É bom relembrar que as fake news são crime e fazem vítimas. No Brasil, o ex-deputado Jean Wyllys viu o seu nome envolvido na tentativa de assassinato do então candidato Jair Bolsonaro pela simples multiplicação de um hashtag no twitter. Essas e outras notícias falsas acabaram por criar um clima tão violento que obrigou Jean Wyllys a procurar exílio para garantir a sua segurança. Talvez graças a isso a esquerda mundial não tenha perdido um grande dirigente, mas a extrema-direita conseguiu expulsá-lo do Brasil.
As fake news não são uma brincadeira de gente parva, são uma produção de laboratório criada a partir da mistura de tecnologias digitais e extrema-direita. O método não é repetir a mentira até que se torne verdadeira (até porque geralmente referem-se a factos desmentiveis), mas construir um ambiente de desconfiança geral que a torne credível para uma maioria da população. Isso consegue-se com profissionalismo.
No caso da partilha da imagem do relógio de Catarina Martins, o Diário de Notícias publicou uma investigação sobre uma rede de imagens falsas a funcionar em Portugal a partir de sites portugueses – como o Direita Política, a Voz da Razão, Não Queremos um Governo de Esquerda em Portugal, Vídeo Divertido e Aceleras. Esses sites estavam todos registados no Canadá e partilhavam o mesmo IP, que tinha como epicentro uma empresa em Santo Tirso detida por um admirador de Bolsonaro e Trump chamado João Fernandes.

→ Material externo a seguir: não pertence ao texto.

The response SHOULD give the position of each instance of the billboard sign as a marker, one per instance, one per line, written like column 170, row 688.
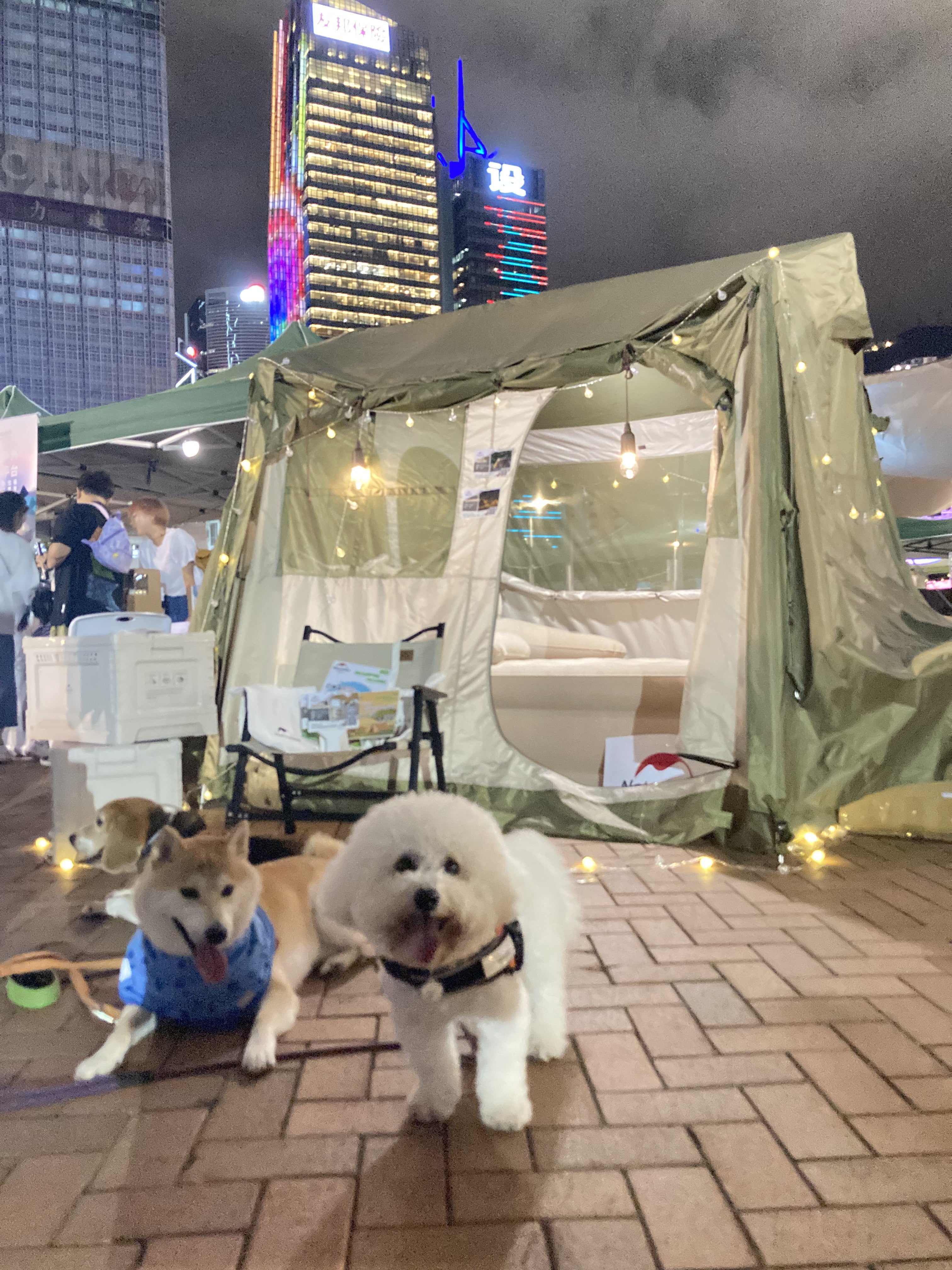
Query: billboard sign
column 351, row 28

No caso do absurdo Mariana Mortágua/BES, a origem foi um conjunto de tweets de Cristina Seguí, uma militante da extrema-direita espanhola que a revista Visão descreveu como “antifeminista, anticomunista (posições que a espanhola assume na sua biografia), “amplificadora de teses conspirativas e fake news e antiga coqueluche do partido espanhol de extrema-direita ‘Vox’”. O mesmo perfil alertava que “Cristina Seguí começou agora a atacar também figuras portuguesas”.
Quando republicou o tweet mentiroso, afirmando que se tratava da “investigação” de uma “jornalista”, André Ventura sabia que estava a chafurdar no lixo. E a nós não nos incomoda que o aldrabão se suje. A questão – e isto não é um pormenor – é que mexer naquele lixo é ilegal e, por isso, André Ventura deve ser criminalmente responsabilizado pela divulgação de informação que sabe ser falsa.
O facto de estar consciente de que é uma notícia fabricada em laboratório por uma comentadora alinhada com as suas intenções políticas, assim como a sua exposição pública, não só não o protegem como são agravantes que devem ser tidos em conta. Das declarações de interesses e de transparência dos deputados não deve ficar claro apenas o património e a coerência, há espaço para o julgamento da honestidade no combate político, sobretudo quando a arma é ilegal.
Não basta culpar as redes sociais pela produção de lixo e pela fertilidade da ignorância. As fake news são um crime que ameaça a democracia e é com essa urgência que devem ser combatidas por todos os meios.